MCCAMMON: Abortion rights opponents say that tone characterized the George H.W. Bush presidency. Marjorie Dannenfelser is president of the anti-abortion rights group Susan B. Anthony List.
MARJORIE DANNENFELSER: He always toed the line. He always made the right choice when it comes to the pro-life question.
MCCAMMON: The Bush administration opposed federal funding for abortion and unsuccessfully urged the Supreme Court to overturn the Roe v. Wade decision that legalized the procedure nationwide in 1973. But that wasn't always Bush's position, says Jessie Hill, a law professor at Case Western Reserve University.
B. JESSIE HILL: His family and George H.W. Bush had real pro-choice cred.
MCCAMMON: Hill says Bush's father, Prescott Bush, was an early supporter of Planned Parenthood.
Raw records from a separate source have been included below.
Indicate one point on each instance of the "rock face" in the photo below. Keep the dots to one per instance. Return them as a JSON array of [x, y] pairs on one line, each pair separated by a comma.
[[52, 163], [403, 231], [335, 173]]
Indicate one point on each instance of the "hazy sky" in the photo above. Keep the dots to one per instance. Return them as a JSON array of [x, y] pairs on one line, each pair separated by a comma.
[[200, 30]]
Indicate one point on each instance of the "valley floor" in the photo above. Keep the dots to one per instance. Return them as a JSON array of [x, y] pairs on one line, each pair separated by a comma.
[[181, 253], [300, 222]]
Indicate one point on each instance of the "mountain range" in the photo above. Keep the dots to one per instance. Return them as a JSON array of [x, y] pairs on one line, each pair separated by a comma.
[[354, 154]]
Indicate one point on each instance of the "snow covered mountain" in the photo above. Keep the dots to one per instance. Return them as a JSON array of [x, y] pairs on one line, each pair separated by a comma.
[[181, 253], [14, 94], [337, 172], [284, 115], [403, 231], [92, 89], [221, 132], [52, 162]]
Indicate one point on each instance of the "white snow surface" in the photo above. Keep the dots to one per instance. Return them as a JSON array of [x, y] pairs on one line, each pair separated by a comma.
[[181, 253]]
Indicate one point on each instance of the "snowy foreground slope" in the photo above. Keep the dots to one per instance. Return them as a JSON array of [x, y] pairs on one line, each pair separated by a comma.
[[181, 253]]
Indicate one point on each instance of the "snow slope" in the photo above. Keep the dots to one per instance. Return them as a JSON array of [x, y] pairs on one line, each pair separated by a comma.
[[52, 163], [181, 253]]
And she notes in the late 1960s and early '70s, George H.W. Bush himself supported family planning as a congressman and an ambassador to the United Nations.
HILL: And he had never really been vocally anti-abortion either - if anything, had been pro-choice actually throughout his political career just until about the time that he ran as Ronald Reagan's running mate.
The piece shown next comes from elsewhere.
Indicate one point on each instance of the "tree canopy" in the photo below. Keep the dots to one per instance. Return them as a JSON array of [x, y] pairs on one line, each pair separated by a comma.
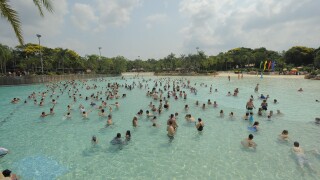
[[26, 58]]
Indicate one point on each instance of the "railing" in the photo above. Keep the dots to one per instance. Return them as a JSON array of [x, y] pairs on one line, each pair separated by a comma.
[[33, 79]]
MCCAMMON: When Bush ran for president in 1980, he took a moderate stance on abortion, opposing public funding without favoring an outright ban, says Mary Ziegler, a law professor at Florida State University.
MARY ZIEGLER: So for some time, there were lots of politicians that wanted to make room for people who were really neither pro-choice nor pro-life in either party or to find a kind of middle way politically when it came to abortion.
MCCAMMON: But in the post-Rowe era, abortion was becoming an increasingly partisan issue for both Republicans and Democrats. So when Bush signed on as Ronald Reagan's running mate, he embraced Reagan's more restrictive position. Reagan himself had made a similar shift since his time as California's governor when he'd supported expansions of abortion rights. Jerry Falwell Jr. is the son of the late Reverend Jerry Falwell, who was a leading figure in the Christian right at the time. He says some social conservatives were skeptical of Bush.
JERRY FALWELL JR: My father took the position that he was going to befriend him and try to move him off of center of some of those issues, and I think that's what happened.
MCCAMMON: Carin Robinson, a political scientist at Hood College in Maryland, says Bush's trajectory followed a larger movement within the GOP.
CARIN ROBINSON: It was a partisan shift, and candidates that wanted to be successful at that time within the Republican Party had to go with the flow, or they would not survive. And that was really solidified into the '80s and '90s as the Christian right became critical to the Republican Party's success in electoral politics.
MCCAMMON: A partisan shift, she says, that his son George W. Bush continued and that still characterizes American politics today. Sarah McCammon, NPR News.